Column: Every vote counts

Change starts with making your voice heard – one vote at a time

As Election Day approaches, it’s now more important than ever to register to vote. By the next presidential election, millennials are projected to outnumber baby boomers. This could shift Texas’ political alignment from being traditionally Republican to Democratic, depending on how many young adults take action and make their voices heard.

Given all the uproar in our most recent presidential election and my own personal disagreements with current policies, I’m relieved I’ll finally be old enough to have a voice in who our future leaders will be. Knowing me, I would’ve held off registering to vote had I not pushed myself to write this column, which in all honesty, I’m kind of dreading to write. The point is, if you’re of age 18 by Nov. 6, 2018, the day of elections, it is extremely important to register for voting. The upcoming election is for Texas senator. Senators have the ability to write and vote on new laws; the primary candidates are Republican Ted Cruz and Democrat Beto O’Rourke.

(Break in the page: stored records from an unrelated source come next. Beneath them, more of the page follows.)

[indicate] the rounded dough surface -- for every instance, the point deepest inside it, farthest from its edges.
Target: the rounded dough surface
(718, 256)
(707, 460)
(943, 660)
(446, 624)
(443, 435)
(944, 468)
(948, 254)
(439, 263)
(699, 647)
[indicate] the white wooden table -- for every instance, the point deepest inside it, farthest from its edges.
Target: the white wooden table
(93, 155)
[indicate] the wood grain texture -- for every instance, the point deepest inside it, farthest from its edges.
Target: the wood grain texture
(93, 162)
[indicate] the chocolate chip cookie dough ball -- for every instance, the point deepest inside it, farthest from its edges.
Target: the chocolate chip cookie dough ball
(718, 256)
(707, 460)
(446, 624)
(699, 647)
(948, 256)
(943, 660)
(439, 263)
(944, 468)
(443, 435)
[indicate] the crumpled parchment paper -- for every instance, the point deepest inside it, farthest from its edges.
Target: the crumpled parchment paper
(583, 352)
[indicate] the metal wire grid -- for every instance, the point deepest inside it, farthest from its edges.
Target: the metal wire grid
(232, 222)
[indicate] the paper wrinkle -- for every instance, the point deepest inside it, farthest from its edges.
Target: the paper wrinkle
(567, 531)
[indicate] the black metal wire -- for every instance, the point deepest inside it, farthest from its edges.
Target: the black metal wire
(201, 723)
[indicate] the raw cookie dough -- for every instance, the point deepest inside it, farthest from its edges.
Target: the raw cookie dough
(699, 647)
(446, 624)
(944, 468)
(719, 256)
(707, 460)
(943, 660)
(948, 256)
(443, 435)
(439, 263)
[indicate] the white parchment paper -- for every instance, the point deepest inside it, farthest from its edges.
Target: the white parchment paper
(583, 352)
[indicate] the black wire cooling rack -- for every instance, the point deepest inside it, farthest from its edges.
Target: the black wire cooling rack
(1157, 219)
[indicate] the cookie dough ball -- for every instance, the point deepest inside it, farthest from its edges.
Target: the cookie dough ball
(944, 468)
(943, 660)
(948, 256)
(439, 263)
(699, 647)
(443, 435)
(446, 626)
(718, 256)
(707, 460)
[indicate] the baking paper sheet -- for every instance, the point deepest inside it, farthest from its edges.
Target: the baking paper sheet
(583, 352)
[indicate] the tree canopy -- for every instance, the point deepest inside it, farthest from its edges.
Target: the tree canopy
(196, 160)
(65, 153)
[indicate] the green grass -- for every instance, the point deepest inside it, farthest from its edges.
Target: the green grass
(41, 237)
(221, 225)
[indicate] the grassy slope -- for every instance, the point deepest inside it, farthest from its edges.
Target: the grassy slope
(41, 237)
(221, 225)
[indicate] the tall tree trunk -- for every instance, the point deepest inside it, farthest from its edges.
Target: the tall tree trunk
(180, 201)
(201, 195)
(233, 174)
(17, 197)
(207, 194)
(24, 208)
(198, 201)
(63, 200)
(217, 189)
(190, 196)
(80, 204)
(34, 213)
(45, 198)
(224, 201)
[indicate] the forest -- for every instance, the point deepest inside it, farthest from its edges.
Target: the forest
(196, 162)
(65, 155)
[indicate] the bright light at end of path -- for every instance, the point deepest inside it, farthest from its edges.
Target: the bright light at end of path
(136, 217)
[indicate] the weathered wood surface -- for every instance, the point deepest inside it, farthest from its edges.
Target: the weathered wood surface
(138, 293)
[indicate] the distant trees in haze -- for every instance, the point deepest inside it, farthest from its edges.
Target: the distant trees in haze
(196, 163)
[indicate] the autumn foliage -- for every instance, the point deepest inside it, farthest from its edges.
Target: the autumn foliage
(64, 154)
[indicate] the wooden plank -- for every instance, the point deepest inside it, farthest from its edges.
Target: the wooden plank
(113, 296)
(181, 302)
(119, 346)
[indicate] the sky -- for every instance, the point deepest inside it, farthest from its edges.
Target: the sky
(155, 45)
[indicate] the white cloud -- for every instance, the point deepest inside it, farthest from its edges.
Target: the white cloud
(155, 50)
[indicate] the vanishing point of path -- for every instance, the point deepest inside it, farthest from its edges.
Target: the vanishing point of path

Although I may not agree with everything Sen. Cruz stands for, I have to appreciate his hard work in creating the “El Chapo Act,” which seizes money from cartels to fund building “the wall,” and introducing the Terrorist Refugee Infiltration Prevention Act, which bans refugees coming from “terroristic” countries. Cruz also plans to take tax away from Planned Parenthood, fights for religious content at school and defends the constitutional right to bear arms.

On the other hand, O’Rourke, a three-term congressman, is campaigning all throughout Texas for affordable healthcare and is providing jobs to Texans as well as the education and training needed to be competitive. Beto is also working to abolish ICE, implement stricter background checks for gun owners/reform and make affordable contraception accessible along with safe/legal abortions.

In order to be eligible for voting, you must be a U.S. citizen, at least 17 years and 10 months old by the time of registering, 18 by Election Day and not declared mentally unfit or a convicted felon. Registering for voting can be done through person or an application online; keep in mind, you will have to mail a physical copy to the address provided on the top right of the application. In my case, I’m filling the application out online and printing it. On the voter registration application, it thoroughly explains how to find out if you’re already registered, when to register by (the deadline is Oct. 9 for the Nov. 9 election), as well as changes made since the last time you voted.

Millennials will be a large voting block that could easily shift views from a mainly conservative view, to more liberal views. Whether you are for O’Rourke or Cruz, it is safe to say every vote counts, and that starts with you. I will be mailing my application to be able to vote shortly after this is published. More information can always be found on the internet, libraries and even local political events. Use your resources. Stay educated.